Oblak has a salary around 10m. You're telling me if he decides to move on there wouldn't be a line of clubs willing to offer him more and satisfy AM with a transfer fee worth more than 100m? The club was worried about his previous 100m release clause was too low and had to remove it.
For normal clubs, a good goalkeeper is enough. For the absolute elite level clubs, paying much more for the best GKs gives them an edge and they pay to get that. Chelsea thought they had it with Kepa, Liverpool paid around 75m for Allison, and Donnarumma should be seen as a keeper in that level. In the right circumstances (not covid, Gigio proving himself in the CL, big club needing an elite GK) we could find someone willing to pay 60m+ for him and still be able to offer him matching or better wages than what we're paying him, which shouldn't exceed 8m.

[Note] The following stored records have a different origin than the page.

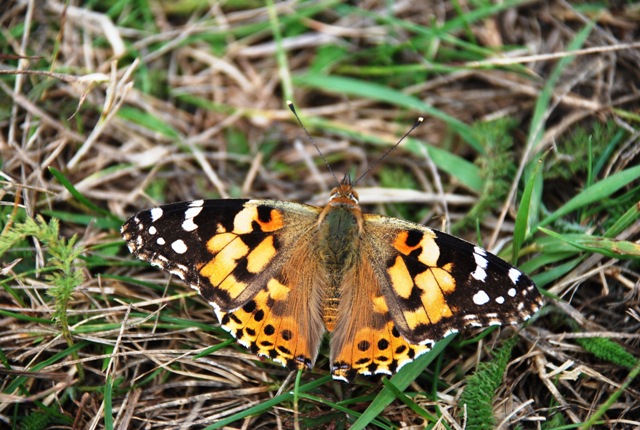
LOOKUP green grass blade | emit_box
[538,166,640,227]
[351,334,455,430]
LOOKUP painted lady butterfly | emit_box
[122,172,541,381]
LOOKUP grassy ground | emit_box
[0,0,640,429]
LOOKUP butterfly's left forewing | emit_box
[122,199,324,368]
[365,215,541,345]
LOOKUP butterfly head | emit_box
[329,174,359,207]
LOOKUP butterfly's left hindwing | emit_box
[122,200,324,368]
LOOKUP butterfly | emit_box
[121,176,541,382]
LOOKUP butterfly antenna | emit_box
[287,100,340,189]
[353,117,424,187]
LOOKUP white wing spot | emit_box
[184,206,202,219]
[171,239,187,254]
[471,266,487,282]
[473,290,489,306]
[182,218,198,231]
[509,267,522,285]
[473,253,488,269]
[151,208,163,222]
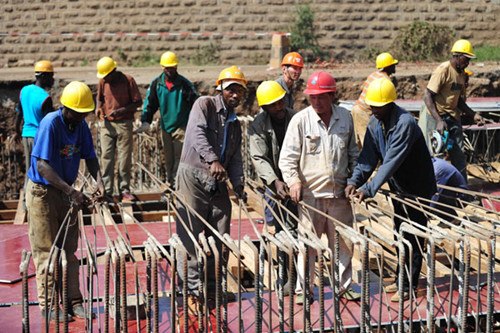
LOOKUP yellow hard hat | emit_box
[160,51,179,67]
[281,52,304,68]
[255,81,286,106]
[376,52,399,69]
[35,60,54,73]
[451,39,476,59]
[97,57,117,79]
[365,77,398,106]
[61,81,95,113]
[215,66,247,90]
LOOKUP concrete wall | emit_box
[0,0,500,67]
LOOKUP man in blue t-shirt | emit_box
[26,81,105,321]
[431,157,472,222]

I really don't see the problem here. If we let him go for free then we lose the transfer. If he's willing to renew with a slight increase then we don't really change much within our wage structure. If he demands something crazy like 10m then he should walk. What are we arguing about here?
Oblak is on 10M and that is the reason why no one is after him, despite having ridiculous stats. AM will of course be asking for 100M+ for him.
Not even PSG would pay 10M+ in salary and 100M+ for a GK.
They would for a outfield player but not for a GK.
Alison went for 75M but his salary is "only" 5M, which is what I mentioned above as the only possible scenario for a GK to be sold for a high transfer fee.
Again, the only way Milan can make any money off a sale, is if Dollar was on a low wage, but that ship sailed a long, long, time ago.
We aren't ever going to be making any money out of him and we're not an elite club with 800M+ revenue, so he is a luxury we can't afford.
Not to mention the Pandora's box effect mentioned earlier.